Barbara Strozzi was born in 1619 to Isabella Garzoni. The identity of this woman is largely uncertain. We know Isabella lived in the in the household of the great Venetian intellectual, Giulio Strozzi. In 1628 he mentions Isabella in his will as his long-time servant. Giulio adopted Barbara soon after she was born and may or may not have been her father. The little girl would live with her mother in the households of women and would be trained as a musician whilst their protector travelled. Barbara studied with the singer and leading composer of the time, Francesco Cavalli, before attending the Accademia degli Unisoni (set up by her adoptive father in 1637). The academy was devoted largely to music, and academy meetings focused on a different topic of discussion each week. These debates were broken up with musical interludes that heavily featured Barbara Strozzi.
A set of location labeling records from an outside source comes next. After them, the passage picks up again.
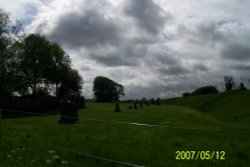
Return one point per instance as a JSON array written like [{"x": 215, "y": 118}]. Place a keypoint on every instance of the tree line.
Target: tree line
[{"x": 33, "y": 65}]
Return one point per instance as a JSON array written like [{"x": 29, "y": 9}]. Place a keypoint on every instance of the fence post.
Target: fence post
[{"x": 0, "y": 125}]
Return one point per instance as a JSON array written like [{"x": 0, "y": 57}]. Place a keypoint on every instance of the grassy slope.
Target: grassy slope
[
  {"x": 148, "y": 146},
  {"x": 228, "y": 106}
]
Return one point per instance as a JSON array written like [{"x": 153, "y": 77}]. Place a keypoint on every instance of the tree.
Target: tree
[
  {"x": 242, "y": 86},
  {"x": 72, "y": 81},
  {"x": 60, "y": 67},
  {"x": 106, "y": 90},
  {"x": 8, "y": 82},
  {"x": 229, "y": 82},
  {"x": 185, "y": 94},
  {"x": 32, "y": 55}
]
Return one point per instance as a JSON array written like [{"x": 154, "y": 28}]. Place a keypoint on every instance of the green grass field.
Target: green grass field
[{"x": 31, "y": 141}]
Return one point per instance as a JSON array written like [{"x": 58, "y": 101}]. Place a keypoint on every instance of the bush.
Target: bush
[
  {"x": 205, "y": 90},
  {"x": 185, "y": 94}
]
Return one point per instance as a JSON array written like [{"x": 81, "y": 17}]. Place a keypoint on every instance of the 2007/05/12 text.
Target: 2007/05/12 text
[{"x": 200, "y": 155}]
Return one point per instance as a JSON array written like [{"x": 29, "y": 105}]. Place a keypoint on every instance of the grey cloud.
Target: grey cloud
[
  {"x": 242, "y": 67},
  {"x": 167, "y": 60},
  {"x": 209, "y": 32},
  {"x": 113, "y": 60},
  {"x": 236, "y": 51},
  {"x": 88, "y": 29},
  {"x": 148, "y": 15},
  {"x": 200, "y": 67},
  {"x": 173, "y": 70}
]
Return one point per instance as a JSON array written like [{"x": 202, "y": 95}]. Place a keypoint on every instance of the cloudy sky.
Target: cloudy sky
[{"x": 152, "y": 47}]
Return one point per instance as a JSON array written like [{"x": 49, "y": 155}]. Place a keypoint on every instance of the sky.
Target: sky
[{"x": 154, "y": 48}]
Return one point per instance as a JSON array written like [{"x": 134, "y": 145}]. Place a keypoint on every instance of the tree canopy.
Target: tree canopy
[
  {"x": 106, "y": 90},
  {"x": 32, "y": 63}
]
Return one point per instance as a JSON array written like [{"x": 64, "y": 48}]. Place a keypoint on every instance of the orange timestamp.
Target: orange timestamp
[{"x": 200, "y": 155}]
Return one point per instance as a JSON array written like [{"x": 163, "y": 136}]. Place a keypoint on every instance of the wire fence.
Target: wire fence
[
  {"x": 141, "y": 124},
  {"x": 85, "y": 154}
]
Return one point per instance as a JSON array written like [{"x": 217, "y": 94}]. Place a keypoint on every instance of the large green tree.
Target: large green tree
[
  {"x": 40, "y": 62},
  {"x": 7, "y": 78},
  {"x": 106, "y": 90},
  {"x": 33, "y": 60}
]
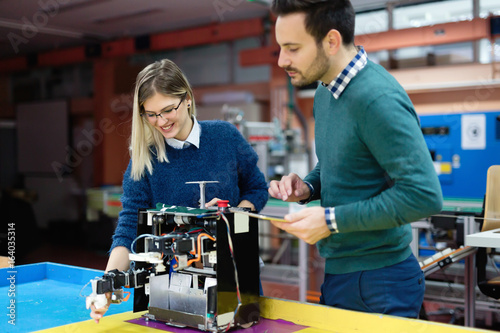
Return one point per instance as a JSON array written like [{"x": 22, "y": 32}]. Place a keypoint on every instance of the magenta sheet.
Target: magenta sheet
[{"x": 264, "y": 325}]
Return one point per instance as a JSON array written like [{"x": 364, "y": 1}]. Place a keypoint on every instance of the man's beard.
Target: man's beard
[{"x": 315, "y": 72}]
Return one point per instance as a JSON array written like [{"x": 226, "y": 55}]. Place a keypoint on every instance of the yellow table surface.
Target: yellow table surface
[{"x": 317, "y": 318}]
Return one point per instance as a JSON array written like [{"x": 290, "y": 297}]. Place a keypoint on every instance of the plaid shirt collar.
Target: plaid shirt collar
[{"x": 338, "y": 85}]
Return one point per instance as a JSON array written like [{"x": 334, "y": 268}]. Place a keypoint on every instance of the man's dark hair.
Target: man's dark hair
[{"x": 321, "y": 16}]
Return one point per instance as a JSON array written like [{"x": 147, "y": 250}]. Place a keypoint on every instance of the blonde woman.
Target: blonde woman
[{"x": 169, "y": 147}]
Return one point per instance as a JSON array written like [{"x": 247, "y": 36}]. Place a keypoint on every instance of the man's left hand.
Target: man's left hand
[{"x": 309, "y": 224}]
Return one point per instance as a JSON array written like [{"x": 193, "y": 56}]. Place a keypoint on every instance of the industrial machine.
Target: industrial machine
[
  {"x": 463, "y": 147},
  {"x": 190, "y": 267}
]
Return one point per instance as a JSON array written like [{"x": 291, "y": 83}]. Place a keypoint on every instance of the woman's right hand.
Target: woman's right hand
[{"x": 97, "y": 314}]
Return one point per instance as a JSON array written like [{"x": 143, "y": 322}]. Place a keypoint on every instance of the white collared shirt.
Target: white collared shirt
[{"x": 192, "y": 139}]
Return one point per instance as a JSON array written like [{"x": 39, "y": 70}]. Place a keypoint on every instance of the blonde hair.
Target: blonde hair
[{"x": 166, "y": 78}]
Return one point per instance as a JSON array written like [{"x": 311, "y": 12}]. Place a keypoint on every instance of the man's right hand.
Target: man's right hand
[{"x": 290, "y": 188}]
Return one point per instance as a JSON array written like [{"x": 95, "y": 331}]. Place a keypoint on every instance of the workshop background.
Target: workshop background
[{"x": 67, "y": 69}]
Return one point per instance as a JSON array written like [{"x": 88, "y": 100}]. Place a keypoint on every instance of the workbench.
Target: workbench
[{"x": 48, "y": 300}]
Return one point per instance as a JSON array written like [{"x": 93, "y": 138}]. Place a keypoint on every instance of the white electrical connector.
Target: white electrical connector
[{"x": 99, "y": 301}]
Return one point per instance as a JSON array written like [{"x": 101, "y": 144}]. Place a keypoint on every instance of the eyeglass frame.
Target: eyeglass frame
[{"x": 150, "y": 114}]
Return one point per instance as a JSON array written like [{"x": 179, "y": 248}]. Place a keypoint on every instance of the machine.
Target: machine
[{"x": 190, "y": 267}]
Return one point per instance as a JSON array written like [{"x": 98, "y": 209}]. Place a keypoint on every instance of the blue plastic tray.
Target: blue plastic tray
[{"x": 47, "y": 295}]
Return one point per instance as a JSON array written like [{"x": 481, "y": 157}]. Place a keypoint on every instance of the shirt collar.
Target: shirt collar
[
  {"x": 338, "y": 85},
  {"x": 192, "y": 139}
]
It was important for Giulio to display his daughter’s talents as a musician and, on occasion, as a composer.

Thanks to the efforts made by her father, Barbara became widely known, particularly as a singer. She developed an outstanding soprano voice and was described as “la virtuosissima cantatrice” – an extremely virtuosic singer – by composer Nicolò Fontei in 1635, after he dedicated his first published volume of Bizzarrie Poetiche to her. There does, however, seem to be more to her father’s ambition than to merely establish his daughter as a musician. Giulio wanted her to be musician, composer, and courtesan. The life a courtesan relied on music-making and sexual availability. Their most essential and marketable skills were playing music, singing, and composing poetry. It was about this time the sole surviving portrait of Barbara Strozzi appears. The painting depicts her prominently as a sexual object and musician. But life as a courtesan was entangled with social politics. In the case of Barbara Strozzi, this involved her father’s patron, and perhaps friend.

Whether intentional or not, Barbara fell pregnant with her first child in the early 1640s by Giovanni Paolo Vidman – the aforementioned patron and friend. There is evidence in a letter written after Barbara’s death that suggests she “was raped by the Count Vildman [sic], a Ventian nobleman, and had a son who bears the name Giulio Strozzi” (Sounds and Sweet Airs, 2016). It could well be this story was circulated in order to protect Barbara’s reputation within society. Whether this account is true or not, Giovanni fathered two more children – Isabella in 1642 and Laura in 1644 – as well as a possible fourth. These events saw Barbara stuck in a state somewhere between married and unmarried woman. Giovanni never moved to marry Barbara as he was already married, and he did not take on the responsibility to arrange a marriage with another. Despite this, he took his financial responsibilities as a father seriously. With the help of his family, Giovanni ensured that all the children were provided for. This included a dowry for the two daughters to enter the convent of San Sepolcro after his death in 1648. Surprisingly, it was his widow, Camilla Vidman, who paid the dowry.

The financial provisions from Giovanni, however, may not have been enough to ensure a living for the family. This is where Barbara’s education came in handy. The composition instruction she received as a young girl enabled her to compose music herself and in 1644 her First Book of Madrigals was published. They were musical pieces composed to poems written by her father and were dedicated to Vittoria della Rovere, the Grand Duchess of Tuscany. From 1651 – 1664, Barbara Strozzi would publish a further seven collections with an obvious ambition to assert herself as a composer. These compositions are complex, coherent works with strong messages. Yet despite all her efforts, she remained a composer of musical miniatures like arias and cantatas. The time, the place, and her gender simply went against her. What makes Barbara Strozzi unique, however, is that she continued publishing music in spite of this.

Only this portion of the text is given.